A sclerotinia risk alerts service will again run this season to help growers better target sprays as oilseed rape begins to enter its critical flowering period.
The web-based service, created by AHDB, uses a traffic-light system to highlight areas where weather conditions are currently, or are forecast to be, suitable for the sclerotinia pathogen to infect crops.
Covering other key infection information, such as spore pressure data, the service can help focus monitoring efforts and guide the application of protectant fungicides.
The disease affects crops such as oilseed rape, lettuce, carrot, vegetable brassicas, peas, beans and potatoes.
In oilseed rape, sclerotinia can cause yield losses of up to 50 percent.
Catherine Harries, who manages disease research at AHDB said: “In 2020, our analysis showed that the sclerotinia forecasts were around 96% accurate, with only around 2% false negatives.
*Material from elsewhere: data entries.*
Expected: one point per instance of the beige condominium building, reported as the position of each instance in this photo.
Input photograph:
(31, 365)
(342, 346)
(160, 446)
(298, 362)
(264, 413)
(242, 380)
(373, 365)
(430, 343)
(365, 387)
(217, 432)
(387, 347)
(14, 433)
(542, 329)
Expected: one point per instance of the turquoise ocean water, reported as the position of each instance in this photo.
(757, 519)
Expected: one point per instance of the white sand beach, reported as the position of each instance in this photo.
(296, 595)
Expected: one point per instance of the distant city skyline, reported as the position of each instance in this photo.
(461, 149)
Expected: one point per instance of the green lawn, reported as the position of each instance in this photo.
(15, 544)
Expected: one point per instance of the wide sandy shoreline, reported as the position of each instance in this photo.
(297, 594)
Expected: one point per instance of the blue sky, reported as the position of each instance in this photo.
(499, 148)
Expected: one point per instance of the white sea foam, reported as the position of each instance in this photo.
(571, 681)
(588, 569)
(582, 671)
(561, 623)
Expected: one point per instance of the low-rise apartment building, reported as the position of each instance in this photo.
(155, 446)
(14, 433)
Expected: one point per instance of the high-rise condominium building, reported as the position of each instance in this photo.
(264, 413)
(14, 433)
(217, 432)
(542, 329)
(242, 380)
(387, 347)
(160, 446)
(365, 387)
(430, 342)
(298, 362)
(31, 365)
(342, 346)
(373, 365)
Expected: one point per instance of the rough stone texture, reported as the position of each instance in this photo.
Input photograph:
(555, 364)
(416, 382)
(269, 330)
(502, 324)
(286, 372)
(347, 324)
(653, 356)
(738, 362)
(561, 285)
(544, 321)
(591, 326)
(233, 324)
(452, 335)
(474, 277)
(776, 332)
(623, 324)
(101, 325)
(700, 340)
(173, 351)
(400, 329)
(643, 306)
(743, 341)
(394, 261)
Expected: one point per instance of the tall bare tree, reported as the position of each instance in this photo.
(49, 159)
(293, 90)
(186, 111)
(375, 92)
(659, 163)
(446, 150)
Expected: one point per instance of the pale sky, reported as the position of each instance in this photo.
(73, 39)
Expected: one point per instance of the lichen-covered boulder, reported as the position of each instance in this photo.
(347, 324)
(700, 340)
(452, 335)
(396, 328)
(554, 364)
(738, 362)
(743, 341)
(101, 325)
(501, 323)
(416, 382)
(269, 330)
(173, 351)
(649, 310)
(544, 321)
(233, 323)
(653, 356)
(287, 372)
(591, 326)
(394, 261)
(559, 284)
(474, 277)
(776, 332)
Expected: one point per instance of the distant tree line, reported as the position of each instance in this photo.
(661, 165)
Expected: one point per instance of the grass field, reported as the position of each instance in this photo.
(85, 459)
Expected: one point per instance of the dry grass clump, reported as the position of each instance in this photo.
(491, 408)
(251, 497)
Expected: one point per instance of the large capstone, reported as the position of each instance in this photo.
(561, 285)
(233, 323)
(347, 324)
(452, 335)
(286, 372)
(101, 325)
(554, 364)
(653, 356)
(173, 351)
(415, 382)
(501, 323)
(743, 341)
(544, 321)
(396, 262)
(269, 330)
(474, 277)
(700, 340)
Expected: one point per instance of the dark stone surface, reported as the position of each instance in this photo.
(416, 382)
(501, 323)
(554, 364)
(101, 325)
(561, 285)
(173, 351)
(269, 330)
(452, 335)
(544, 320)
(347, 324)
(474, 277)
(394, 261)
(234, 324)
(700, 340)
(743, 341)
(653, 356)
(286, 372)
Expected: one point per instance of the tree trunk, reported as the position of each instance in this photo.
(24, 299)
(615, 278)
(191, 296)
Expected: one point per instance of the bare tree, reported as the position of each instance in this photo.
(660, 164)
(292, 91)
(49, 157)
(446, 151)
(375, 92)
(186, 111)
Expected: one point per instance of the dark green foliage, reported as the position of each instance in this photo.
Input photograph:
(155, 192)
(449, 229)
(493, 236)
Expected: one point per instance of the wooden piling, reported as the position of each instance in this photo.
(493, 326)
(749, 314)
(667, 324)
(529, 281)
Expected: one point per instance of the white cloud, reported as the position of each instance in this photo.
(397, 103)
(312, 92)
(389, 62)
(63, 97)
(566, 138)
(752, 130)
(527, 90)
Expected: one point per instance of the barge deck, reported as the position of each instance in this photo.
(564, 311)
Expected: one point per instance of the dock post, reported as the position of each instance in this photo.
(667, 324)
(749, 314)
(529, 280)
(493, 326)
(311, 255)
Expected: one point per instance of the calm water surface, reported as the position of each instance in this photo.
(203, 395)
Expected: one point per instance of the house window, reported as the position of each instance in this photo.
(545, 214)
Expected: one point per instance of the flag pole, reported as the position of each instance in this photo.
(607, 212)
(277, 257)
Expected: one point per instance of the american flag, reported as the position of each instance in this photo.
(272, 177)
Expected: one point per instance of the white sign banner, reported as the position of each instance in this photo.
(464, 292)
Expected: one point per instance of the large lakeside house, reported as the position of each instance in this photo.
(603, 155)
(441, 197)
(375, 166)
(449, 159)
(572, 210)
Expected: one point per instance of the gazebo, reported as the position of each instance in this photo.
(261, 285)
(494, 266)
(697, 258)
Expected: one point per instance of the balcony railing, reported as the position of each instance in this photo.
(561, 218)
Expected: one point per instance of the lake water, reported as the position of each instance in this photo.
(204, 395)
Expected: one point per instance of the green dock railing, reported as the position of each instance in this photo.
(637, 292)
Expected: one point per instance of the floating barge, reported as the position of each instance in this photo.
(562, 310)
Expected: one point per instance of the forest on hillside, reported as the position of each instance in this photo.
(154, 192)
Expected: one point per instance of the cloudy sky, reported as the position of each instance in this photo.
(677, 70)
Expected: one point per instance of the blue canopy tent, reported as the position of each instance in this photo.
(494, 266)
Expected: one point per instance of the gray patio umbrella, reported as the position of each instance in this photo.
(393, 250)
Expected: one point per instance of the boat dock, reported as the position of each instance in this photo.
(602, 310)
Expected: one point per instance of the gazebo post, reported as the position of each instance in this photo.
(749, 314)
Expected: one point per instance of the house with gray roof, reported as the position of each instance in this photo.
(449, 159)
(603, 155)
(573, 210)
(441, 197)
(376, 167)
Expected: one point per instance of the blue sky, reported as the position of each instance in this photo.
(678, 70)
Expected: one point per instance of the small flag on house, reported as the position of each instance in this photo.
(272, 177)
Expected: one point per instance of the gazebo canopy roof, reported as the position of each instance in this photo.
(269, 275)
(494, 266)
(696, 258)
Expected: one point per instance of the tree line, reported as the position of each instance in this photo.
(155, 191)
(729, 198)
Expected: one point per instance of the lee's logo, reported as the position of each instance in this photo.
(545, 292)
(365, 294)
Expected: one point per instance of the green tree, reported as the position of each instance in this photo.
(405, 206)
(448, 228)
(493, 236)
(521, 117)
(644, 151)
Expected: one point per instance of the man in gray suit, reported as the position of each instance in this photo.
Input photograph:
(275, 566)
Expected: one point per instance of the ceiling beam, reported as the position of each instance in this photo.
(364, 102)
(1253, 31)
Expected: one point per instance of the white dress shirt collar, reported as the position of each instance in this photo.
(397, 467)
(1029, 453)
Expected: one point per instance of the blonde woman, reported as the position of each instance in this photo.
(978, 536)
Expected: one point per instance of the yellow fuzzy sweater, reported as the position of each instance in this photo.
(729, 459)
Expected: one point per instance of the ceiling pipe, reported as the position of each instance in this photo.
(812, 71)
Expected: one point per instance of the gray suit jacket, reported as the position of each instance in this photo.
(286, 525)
“Forecasts are never perfect, but we are encouraged by the results. Information on the presence of spores, weather and crop growth stage can really help target sclerotinia sprays.”
Recent AHDB-funded research found that decisions based on sclerotinia inoculum levels and weather-based infection risk resulted in 26% fewer crops needing treatment.
Typically, the optimum time for a single spray is just before mid-flowering on the main raceme and, since fungicides have protectant activity, should be applied prior to an infection risk alert, AHDB said.
Persistence of full-dose fungicides is approximately three weeks. If a spray is made earlier, or if the flowering period is extended, a second spray may be required under conducive infection conditions.